On the Sunday before the committee meeting, Brackenridge Park Conservancy Executive Director Lynn Bobbitt gave a tour of the park to Councilmen Warrick and Treviño, she said. Bobbitt attended the Monday committee meeting and stressed the need for the park to receive appropriate attention, analysis, and documentation.
“I applaud City Council to take steps to update the master plan,” Bobbitt said. “Unless you are standing in the park, you don’t realize how much needs to be done. We learned from the meetings that the park is very loved … by every district in the city.”
Going forward, Treviño said that Council is working with Parks and Rec and the Brackenridge Park Conservancy to find “innovative” ways to engage people in the master planning process – at the park itself.
“Parks and Rec will sponsor this,” Urrutia said. “We want to have something interactive … (activities) around the concept of the master plan” that engage the park user and are family friendly and fun.
Assistant City Manager María Villagomez agrees that the events must be interactive in order for individuals to visualize what the improvements to the park will look like.
“(The events are meant to be) a deliberate process, to engage the community,” she said. After they gather input following the events, she said, they’ll take the information and proposals back to the committee, which will then approve or deny the changes and recommend the plan to Council for final approval.
Treviño said that the Brackenridge Park Conservancy has offered to give special tours to interested residents.
“Instead of looking at drawings and putting red dots on them, let’s create events and showcases where there’s charettes or mockups of things that are proposed,” he said.
Urrutia said that when people only see renderings, it’s hard to create the right context or explain a sense of place.
“Maybe we can try some type of screen over an area and do a scrim projection…to make it come to life,” he said, and “to provide more awareness of the park and what the master plan (is) envisioning.”
Urrutia said the goal is to have a “strong public engagement piece” by the time the 2017 bond goes to Council in January, in order to show “public will behind the funding that will be proposed in the bond.”
Planning efforts for the aforementioned community engagement events are already underway, and Treviño hopes to have the first one in September.
In addition, Bobbitt said that the Conservancy will launch an oral history project that same month, “to document people’s comments, feelings, and memories” of the park.

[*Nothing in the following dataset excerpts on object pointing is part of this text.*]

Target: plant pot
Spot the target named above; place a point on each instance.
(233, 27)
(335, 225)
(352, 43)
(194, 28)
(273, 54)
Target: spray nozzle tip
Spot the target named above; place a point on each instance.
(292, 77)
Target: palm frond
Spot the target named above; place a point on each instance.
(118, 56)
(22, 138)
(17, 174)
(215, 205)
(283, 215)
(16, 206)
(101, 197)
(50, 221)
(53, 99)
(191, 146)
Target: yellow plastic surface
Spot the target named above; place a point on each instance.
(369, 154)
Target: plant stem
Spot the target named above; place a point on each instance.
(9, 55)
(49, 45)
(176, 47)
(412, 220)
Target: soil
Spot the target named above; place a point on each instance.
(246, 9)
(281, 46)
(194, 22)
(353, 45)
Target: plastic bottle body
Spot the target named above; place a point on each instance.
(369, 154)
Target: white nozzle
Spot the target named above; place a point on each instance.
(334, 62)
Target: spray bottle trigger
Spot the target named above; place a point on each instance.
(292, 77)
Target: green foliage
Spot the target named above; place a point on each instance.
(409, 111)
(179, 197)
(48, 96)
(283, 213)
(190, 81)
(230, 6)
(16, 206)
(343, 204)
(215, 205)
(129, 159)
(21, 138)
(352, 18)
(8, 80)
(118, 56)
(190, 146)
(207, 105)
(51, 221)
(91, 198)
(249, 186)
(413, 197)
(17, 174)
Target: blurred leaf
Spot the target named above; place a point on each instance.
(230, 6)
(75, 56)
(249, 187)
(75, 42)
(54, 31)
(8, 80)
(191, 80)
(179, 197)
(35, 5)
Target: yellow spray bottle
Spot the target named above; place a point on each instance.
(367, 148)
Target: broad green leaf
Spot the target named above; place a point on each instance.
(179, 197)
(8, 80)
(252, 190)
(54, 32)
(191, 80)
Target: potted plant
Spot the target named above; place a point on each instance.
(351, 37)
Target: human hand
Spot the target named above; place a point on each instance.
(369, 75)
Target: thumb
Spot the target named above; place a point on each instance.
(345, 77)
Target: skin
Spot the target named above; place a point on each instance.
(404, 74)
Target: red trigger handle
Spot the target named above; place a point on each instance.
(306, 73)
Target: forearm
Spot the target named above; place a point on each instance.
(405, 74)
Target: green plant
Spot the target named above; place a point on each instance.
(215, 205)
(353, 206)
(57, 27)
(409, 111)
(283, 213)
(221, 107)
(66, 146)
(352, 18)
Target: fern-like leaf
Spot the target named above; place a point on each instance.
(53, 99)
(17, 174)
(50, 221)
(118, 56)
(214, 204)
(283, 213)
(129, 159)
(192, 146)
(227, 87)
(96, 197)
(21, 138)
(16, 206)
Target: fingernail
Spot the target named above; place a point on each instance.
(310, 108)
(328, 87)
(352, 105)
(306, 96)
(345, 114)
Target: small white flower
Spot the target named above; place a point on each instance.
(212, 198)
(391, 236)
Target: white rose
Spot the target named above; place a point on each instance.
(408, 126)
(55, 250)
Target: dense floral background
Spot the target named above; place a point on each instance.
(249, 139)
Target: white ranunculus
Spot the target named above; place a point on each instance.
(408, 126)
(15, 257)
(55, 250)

“There will be an area set up where people can come to be interviewed and bring pictures (so they can share) their memories of the park,” Bobbitt said. “We want to create an archive.”

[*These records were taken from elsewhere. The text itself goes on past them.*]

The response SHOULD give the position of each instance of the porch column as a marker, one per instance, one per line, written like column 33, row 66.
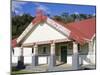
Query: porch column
column 35, row 55
column 75, row 57
column 91, row 55
column 20, row 64
column 52, row 58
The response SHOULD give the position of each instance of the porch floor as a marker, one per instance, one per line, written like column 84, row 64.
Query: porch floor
column 58, row 67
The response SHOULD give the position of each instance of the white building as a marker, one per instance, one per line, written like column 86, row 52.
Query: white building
column 46, row 41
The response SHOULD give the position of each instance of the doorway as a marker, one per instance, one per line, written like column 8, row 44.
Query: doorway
column 64, row 54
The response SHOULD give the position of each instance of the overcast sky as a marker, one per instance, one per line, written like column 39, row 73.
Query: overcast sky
column 50, row 8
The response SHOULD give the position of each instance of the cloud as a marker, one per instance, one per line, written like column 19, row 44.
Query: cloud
column 17, row 7
column 42, row 7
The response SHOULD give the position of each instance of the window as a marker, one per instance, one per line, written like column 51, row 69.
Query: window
column 44, row 50
column 32, row 50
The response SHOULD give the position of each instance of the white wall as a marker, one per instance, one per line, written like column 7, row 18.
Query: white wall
column 44, row 32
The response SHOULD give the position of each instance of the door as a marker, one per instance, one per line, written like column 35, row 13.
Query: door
column 64, row 54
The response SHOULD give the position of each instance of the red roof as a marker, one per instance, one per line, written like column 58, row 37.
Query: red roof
column 39, row 17
column 83, row 30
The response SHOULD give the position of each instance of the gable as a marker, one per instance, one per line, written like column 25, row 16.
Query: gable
column 44, row 32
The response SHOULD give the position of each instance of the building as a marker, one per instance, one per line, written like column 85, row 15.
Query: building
column 52, row 41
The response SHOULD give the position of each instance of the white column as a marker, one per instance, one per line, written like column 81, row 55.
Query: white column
column 20, row 64
column 52, row 58
column 75, row 57
column 35, row 55
column 91, row 54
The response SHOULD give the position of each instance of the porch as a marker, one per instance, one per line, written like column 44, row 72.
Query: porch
column 59, row 56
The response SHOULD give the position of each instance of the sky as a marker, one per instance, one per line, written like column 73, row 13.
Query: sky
column 27, row 7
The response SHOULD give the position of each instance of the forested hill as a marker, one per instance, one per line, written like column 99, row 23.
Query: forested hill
column 19, row 23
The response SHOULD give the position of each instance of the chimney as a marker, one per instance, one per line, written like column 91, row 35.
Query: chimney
column 39, row 13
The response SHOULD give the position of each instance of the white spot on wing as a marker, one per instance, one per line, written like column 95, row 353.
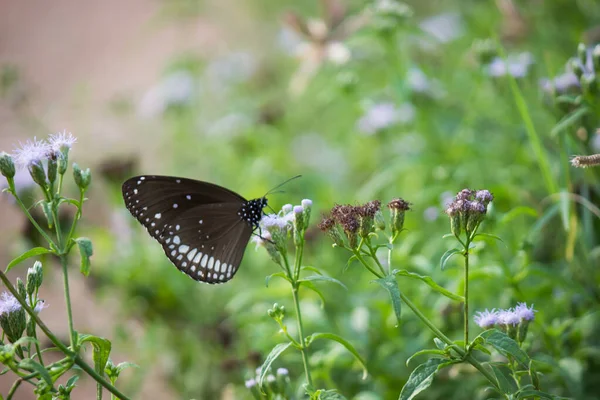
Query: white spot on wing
column 191, row 254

A sticking point at the meeting and throughout this entire process for all of those involved is just how important Brackenridge is for the people of San Antonio.
“(Brackenridge) is the park for every district,” Bobbitt said. “This is the common ground where people from all backgrounds can come and be together to enjoy the outdoors in this historic park.”

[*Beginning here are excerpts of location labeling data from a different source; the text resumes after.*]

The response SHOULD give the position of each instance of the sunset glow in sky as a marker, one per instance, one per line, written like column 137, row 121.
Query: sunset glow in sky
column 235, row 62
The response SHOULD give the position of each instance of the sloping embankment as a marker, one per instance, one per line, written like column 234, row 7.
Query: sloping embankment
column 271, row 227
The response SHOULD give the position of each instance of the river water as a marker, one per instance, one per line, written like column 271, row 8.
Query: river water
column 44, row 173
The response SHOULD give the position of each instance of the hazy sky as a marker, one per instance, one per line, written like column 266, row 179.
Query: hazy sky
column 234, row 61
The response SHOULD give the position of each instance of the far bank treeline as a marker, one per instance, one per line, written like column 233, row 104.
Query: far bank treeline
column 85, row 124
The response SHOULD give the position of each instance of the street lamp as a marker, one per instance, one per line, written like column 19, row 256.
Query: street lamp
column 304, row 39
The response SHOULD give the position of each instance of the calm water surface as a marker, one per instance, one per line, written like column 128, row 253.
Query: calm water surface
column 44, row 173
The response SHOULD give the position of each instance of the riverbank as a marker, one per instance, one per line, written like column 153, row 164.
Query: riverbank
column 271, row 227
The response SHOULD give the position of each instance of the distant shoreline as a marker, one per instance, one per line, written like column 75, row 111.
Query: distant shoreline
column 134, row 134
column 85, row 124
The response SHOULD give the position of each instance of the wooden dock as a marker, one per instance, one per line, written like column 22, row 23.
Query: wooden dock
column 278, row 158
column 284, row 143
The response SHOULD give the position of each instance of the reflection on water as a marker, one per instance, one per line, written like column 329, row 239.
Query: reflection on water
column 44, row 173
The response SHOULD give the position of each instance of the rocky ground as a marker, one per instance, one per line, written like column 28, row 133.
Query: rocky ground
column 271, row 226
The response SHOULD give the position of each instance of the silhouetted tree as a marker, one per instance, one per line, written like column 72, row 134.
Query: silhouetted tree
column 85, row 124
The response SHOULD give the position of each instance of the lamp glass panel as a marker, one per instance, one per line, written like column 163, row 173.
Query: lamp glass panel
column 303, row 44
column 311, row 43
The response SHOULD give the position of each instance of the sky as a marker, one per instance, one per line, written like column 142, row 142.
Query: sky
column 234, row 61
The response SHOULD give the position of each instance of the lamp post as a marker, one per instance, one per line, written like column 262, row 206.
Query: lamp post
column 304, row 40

Berriozábal sees the current, positive outcome of the planning process as a lesson to be learned.
“We need to learn from this experience,” she said. “Whether it’s parks or housing or any issue regarding public spaces, and as the city continues to grow, we need to be a very open government – transparent and inclusive.”
Berriozábal feels that, initially, a lot of people were left out of the planning process, and although Council did take action, the same inclusive principles must apply to other things and places that are also changing across the city.
“We have seen what happens in other cities when people feel left out. It can get pretty bad,” she said. “When people simmer for years, at some point it explodes.”
More than $200 million worth of “transformative” citywide projects are slated for funding in the 2017 bond.